Adding and verifying checksums to detect inapparent data loss

Checksumming is not completely without pitfalls; I only perform it on files which are locked, which reduces the probability that files which I routinely change are constantly flagged. I also exclude files with a nocheck tag, which allows me to mark and exclude files which I change only occasionally, which would however be locked by my locking rule. How useful a checksum routine is probably depends on the type of data a user produces and how they interact with that data.

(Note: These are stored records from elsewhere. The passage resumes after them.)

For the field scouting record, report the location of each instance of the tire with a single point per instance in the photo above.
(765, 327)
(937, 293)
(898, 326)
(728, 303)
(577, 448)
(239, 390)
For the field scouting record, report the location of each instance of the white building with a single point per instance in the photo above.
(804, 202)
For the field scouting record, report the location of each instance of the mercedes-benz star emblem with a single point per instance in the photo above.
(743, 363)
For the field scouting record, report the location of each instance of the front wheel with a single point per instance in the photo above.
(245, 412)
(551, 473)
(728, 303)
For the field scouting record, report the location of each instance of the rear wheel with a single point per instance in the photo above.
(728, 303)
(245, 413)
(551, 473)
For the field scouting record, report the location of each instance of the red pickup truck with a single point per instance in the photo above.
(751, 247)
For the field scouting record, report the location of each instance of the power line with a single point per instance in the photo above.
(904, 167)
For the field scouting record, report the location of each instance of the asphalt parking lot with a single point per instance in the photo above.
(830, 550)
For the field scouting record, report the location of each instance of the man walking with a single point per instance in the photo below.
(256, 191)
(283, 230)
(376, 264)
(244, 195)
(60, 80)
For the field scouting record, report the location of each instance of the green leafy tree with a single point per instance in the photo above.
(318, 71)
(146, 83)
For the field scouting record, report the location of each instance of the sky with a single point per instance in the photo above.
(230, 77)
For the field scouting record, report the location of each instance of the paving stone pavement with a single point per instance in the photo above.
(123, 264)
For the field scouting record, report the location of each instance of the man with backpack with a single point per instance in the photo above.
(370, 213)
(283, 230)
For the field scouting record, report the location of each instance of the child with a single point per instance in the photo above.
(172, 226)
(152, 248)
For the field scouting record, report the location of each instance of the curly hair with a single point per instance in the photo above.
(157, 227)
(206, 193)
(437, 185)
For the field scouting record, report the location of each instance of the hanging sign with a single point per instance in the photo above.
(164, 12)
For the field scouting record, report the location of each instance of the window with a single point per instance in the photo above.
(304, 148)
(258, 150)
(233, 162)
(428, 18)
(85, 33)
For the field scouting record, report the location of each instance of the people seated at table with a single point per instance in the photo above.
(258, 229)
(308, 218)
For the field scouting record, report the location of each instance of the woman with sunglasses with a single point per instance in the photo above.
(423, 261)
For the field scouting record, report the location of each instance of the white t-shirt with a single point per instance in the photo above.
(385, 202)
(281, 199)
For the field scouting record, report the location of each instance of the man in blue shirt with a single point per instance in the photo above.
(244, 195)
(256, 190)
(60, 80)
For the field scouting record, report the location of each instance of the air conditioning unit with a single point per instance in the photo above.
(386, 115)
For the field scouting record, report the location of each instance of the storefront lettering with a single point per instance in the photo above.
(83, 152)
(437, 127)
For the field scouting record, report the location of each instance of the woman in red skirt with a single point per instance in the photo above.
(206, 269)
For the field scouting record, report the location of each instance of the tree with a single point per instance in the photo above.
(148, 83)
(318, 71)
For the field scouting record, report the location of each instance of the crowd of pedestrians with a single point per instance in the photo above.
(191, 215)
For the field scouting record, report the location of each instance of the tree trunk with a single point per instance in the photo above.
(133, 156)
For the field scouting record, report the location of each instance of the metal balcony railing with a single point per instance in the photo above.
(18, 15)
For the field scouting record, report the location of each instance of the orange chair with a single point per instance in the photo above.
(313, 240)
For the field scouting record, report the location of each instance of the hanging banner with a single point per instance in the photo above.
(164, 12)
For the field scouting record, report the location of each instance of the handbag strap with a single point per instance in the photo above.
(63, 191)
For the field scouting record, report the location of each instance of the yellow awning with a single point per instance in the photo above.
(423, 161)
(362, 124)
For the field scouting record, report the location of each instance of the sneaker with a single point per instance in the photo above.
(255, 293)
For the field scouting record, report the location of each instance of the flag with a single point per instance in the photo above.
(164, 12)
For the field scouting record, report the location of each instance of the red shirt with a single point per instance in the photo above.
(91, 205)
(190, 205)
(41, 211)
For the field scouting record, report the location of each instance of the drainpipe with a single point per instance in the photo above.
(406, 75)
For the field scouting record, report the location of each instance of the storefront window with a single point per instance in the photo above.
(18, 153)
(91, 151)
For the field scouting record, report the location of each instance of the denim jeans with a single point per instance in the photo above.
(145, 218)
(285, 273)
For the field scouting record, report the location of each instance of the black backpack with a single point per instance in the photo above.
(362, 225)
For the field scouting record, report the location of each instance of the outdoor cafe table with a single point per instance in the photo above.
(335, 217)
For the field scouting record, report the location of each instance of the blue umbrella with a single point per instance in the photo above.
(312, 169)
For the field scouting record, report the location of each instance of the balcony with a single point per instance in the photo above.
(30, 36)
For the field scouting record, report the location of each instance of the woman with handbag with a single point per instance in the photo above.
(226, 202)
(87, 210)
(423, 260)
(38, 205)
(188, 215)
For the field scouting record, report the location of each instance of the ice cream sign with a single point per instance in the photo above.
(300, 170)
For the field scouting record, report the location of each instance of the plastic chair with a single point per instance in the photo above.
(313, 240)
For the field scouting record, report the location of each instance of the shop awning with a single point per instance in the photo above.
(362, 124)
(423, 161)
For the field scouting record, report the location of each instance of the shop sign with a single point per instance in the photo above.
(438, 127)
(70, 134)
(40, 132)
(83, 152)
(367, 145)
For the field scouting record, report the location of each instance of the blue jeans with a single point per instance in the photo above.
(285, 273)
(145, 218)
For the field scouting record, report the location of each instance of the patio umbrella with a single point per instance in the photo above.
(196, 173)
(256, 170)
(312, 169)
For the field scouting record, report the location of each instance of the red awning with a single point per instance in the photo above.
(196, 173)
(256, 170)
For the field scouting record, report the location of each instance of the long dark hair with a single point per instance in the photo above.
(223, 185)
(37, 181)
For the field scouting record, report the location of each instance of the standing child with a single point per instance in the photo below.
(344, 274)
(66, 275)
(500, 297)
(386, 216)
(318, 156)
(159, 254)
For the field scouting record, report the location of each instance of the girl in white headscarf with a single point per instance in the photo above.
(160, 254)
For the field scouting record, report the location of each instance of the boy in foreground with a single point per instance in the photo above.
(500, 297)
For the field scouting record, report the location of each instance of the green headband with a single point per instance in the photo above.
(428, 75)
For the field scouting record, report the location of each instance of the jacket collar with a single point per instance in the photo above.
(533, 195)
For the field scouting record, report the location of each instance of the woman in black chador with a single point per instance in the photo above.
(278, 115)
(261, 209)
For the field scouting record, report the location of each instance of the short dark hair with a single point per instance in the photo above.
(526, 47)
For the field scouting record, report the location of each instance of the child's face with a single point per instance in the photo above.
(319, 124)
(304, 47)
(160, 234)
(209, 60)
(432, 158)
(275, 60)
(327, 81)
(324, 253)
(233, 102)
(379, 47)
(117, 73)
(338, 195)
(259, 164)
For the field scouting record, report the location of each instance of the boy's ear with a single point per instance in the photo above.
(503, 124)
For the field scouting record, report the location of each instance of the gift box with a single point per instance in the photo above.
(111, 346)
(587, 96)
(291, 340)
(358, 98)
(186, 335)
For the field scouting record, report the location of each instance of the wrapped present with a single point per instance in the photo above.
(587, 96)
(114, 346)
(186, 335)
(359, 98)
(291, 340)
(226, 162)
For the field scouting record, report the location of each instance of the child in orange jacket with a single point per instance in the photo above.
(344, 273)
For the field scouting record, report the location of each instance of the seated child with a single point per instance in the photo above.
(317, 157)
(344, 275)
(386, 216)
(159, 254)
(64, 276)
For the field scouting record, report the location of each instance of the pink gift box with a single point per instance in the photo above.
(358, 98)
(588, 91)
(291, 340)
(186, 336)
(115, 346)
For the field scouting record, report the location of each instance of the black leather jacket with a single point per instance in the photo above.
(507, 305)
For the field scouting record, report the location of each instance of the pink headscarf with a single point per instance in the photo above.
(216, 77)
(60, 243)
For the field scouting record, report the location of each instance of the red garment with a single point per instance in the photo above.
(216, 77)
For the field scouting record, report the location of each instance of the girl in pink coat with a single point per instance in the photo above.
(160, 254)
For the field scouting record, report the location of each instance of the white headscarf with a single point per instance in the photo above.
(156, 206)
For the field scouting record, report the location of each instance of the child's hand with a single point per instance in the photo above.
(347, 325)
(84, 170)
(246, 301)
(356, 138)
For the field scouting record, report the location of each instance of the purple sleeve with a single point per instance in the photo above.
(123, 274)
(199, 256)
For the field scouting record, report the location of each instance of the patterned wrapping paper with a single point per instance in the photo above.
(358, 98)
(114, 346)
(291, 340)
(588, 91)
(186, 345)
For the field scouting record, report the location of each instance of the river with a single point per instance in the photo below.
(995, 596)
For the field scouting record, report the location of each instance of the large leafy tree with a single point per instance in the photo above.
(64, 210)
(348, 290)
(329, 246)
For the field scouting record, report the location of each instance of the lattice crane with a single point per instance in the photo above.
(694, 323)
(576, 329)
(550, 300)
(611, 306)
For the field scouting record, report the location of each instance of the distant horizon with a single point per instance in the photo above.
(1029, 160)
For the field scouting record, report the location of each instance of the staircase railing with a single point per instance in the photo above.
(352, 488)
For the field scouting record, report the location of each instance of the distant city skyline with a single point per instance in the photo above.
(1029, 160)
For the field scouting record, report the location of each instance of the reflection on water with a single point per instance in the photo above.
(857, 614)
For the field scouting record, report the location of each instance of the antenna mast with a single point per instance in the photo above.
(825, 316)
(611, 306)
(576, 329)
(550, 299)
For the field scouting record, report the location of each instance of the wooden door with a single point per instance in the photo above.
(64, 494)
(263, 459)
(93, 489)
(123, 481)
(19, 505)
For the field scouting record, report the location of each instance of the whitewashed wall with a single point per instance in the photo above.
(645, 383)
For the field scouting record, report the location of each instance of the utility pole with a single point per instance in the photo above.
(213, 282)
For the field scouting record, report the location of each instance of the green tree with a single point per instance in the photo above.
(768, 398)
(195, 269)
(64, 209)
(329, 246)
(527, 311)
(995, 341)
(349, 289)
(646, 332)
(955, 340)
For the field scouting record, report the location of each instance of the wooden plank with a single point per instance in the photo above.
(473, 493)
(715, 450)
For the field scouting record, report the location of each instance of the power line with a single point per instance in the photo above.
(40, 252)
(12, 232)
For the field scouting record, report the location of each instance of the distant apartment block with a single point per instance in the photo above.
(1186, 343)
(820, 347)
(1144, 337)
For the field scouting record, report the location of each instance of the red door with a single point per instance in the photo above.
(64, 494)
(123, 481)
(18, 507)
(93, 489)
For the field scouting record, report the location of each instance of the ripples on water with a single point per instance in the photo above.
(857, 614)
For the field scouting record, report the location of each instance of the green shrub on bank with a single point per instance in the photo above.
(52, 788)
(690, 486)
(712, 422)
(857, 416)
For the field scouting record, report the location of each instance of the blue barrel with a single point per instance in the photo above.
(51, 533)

I’ve actually updated my script a little along the way; here is the current version, which includes some improvements and excludes rtfd files, as they are a file bundle and I can’t create a checksum using the methods I use for all other files:

property pTag : "Checksum"

on performSmartRule(theRecords)
	tell application id "DNtp"
		try
			set theCount to 0
			show progress indicator "Processing Checksums" cancel button 1 steps count of theRecords
			repeat with theRecord in theRecords
				if type of theRecord is not rtfd then
					if cancelled progress then error number -128
					step progress indicator (name of theRecord) as string
					-- if available get saved Checksum from record
					set md to custom meta data of theRecord
					try
						set OldCheck to mdsha1 of md
					on error
						set OldCheck to ""
					end try
					-- get the current Checksum of the record
					set thePath to path of theRecord as string
					set CheckSum to do shell script "/usr/bin/openssl sha1 " & quoted form of thePath
					set CheckSum to texts ((offset of "= " in CheckSum) + 2) thru -1 of CheckSum
					-- set the Checksum if none previously set - otherwise compare previous and current, warn and add "Checksum" tag if discrepancy
					if OldCheck is equal to "" then
						add custom meta data CheckSum for "SHA1" to theRecord
					else if OldCheck is not equal to CheckSum then
						set theDialog to "Record " & name of theRecord & "
Has Changed! Reset Checksum?"
						set AskUser to display alert "Checksum Error!" message theDialog as critical buttons {"Fail", "Reset"} default button "Fail" giving up after 30
						if button returned of AskUser is "Reset" then
							add custom meta data CheckSum for "SHA1" to theRecord
							-- tags routine adapted from suavito, posted May 2020 https://discourse.devontechnologies.com/t/applescript-to-delete-tags/9583/17
							-- remove "Checksum" tag if Checksum is reset
							set theNewList to {}
							set theList to tags of theRecord
							repeat with n from 1 to count of theList
								set theNewItem to item n of theList
								if theNewItem is not pTag then set theNewList to theNewList & theNewItem
							end repeat
							set tags of theRecord to theNewList
						else
							set theCount to theCount + 1
							set tags of theRecord to tags of theRecord & pTag
						end if
					end if
				end if
			end repeat
			display notification (theCount as string) & " Records Failed" with title "Processed Checksums"
			if theCount > 0 then log message "Checksum Verification" info "Found " & theCount & " Errors!"
		on error error_message number error_number
			hide progress indicator
			if the error_number is not -128 then display alert "DEVONthink" message error_message as warning
		end try
		hide progress indicator
	end tell
end performSmartRule

It is run by the following smart rule:

As originally posted, it requires a custom single-line text metadata field called “SHA1” with identifier “sha1”.